Plain radiographs may be useful in the identification of foreign bodies, GI obstruction (as occurs in volvulus), or GI perforation. Intramural air may be detected in newborns with necrotizing enterocolitis or children with neutropenic colitis (typhlitis). Contrast studies are helpful in the identification of obstruction. Radiographic contrast may occlude mucosa and may be damaging to endoscopic equipment, so contrast fluoroscopy (particularly with barium) should be performed only when subsequent endoscopy is not required. Angiography is sensitive with hemorrhages of at least 0.5 mL/min and may also allow embolization of vascular lesions by interventional radiologists; computed tomography angiography allows detection of vascular lesions with minimal risk, and CT enteroclysis may also aid in identification of lesions causing occult GI bleeding.10 Scintigraphy studies such as red blood cell scans are sensitive for hemorrhages with flows as small as 0.1 mL/min and provide some guidance on the likely site of bleeding. Meckel scans can identify ectopic gastric mucosa in a bleeding Meckel diverticulum with a sensitivity of only 85% following preparation by administration of an H2-receptor blocking agent.11


Gastrointestinal (GI) bleeding in children may occur at different ages from various etiologies.
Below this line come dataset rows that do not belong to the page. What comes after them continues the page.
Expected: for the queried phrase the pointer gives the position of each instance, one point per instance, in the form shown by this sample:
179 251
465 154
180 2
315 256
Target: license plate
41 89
Given that GI bleeding can at times be life threatening, a high index of suspicion for hypovolemic shock or critical anemia must be maintained. Fortunately, such emergent presentations are rare. The prognosis and outcome varies depending on the underlying cause of bleeding. In the vast majority of cases, if appropriately managed, GI bleeding in childhood resolves following appropriate medical, endoscopic, interventional radiographic, or surgical intervention.